ミツモアメディア

人気の紫陽花の種類とは?定番から人気品種まで16種類を紹介

最終更新日: 2022年06月27日

紫陽花にはさまざまな品種があります。最近は従来のおとなしい印象を覆す華やかな種類も多々あり、部屋に彩を添えたり、プレゼントしたりするのにおすすめです。

この記事では定番はもちろん、人気の品種から最新の品種まで16種類の紫陽花を紹介します。

紫陽花は大きく分けて5種類!見分け方は?

紫陽花の品種は2000種以上ありますが、大きく5種類に分類できます。見分け方についても紹介します。

ガクアジサイ

ガクアジサイ
ガクアジサイ
名前 ガクアジサイ
学名 Hydrangea macropHylla Thunb. Ser. forma normalis
咲き方 ガク咲き
開花時期 5~7月

ガクアジサイは日本古来の紫陽花で、現在存在するさまざまな種類の紫陽花の原種です。

中央に複数の小さな粒のような両性花が咲き、その周りをガクが発達した飾り花が囲みます。他の種類に比べると飾り花や葉が大きく、葉に光沢があるのが特徴です。
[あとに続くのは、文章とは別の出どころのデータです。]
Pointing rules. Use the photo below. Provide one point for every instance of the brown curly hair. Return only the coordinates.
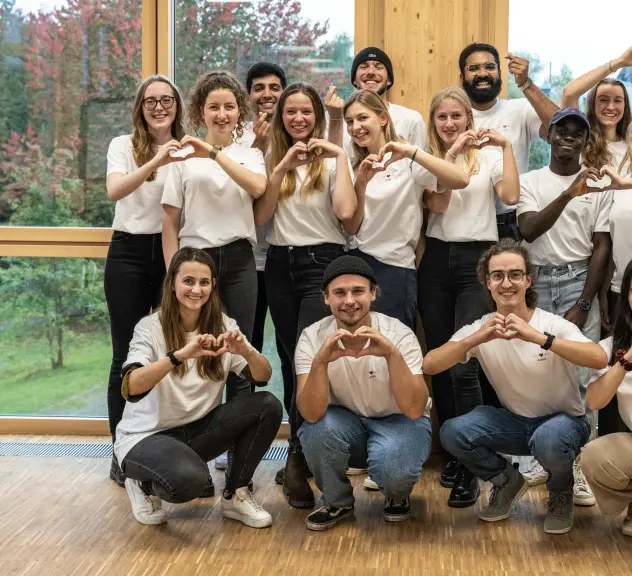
(507, 245)
(218, 80)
紫陽花の飾り花は、時間の経過とともに色が移り変わっていく性質があります。最初は緑色をしていますが、徐々に白色に変化し、その後青かピンクに、最後に緑色になるのです。

途中、青色になるかピンクになるかは土壌の性質によって変わります。

潮風や乾燥だけでなく、寒さや暑さにも強いので育てやすい品種です。日本古来の花らしく和風の庭園によく映えるでしょう。

ヤマアジサイ(山紫陽花)

ヤマアジサイ
ヤマアジサイ
名前 ヤマアジサイ
学名 Hydrangea serrata
咲き方 ガク咲き
開花時期 5~7月

ヤマアジサイは、福島県から四国・九州地方にかけての太平洋側を中心に、日本で古くから自生する紫陽花です。

小さく可憐な花がつき、葉は薄くて小型、茎も細く、全体的に小ぶりで清楚な印象を受けます。
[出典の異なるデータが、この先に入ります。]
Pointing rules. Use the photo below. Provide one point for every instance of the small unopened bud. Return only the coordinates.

ガクアジサイと同様にガク咲きで、時間の経過とともに花の色が変化し、土壌の性質によっても色が変わります。

ヤマアジサイも寒さ・暑さに強く、育てやすい品種です。鉢植えで小さく育てることもできるので、さまざまな場所に飾って楽しめるでしょう。

ホンアジサイ(本紫陽花)

ホンアジサイ
ホンアジサイ
名前 ホンアジサイ
学名 Hydrangea macropHylla Thunb.
咲き方 テマリ咲き
開花時期 6~7月

ホンアジサイとガクアジサイの関係

「ホンアジサイ」は、ガクアジサイを園芸用に品種改良して作られたものです。

花房はテマリのような形をしています。私たちがイメージする紫陽花は、ホンアジサイのことです。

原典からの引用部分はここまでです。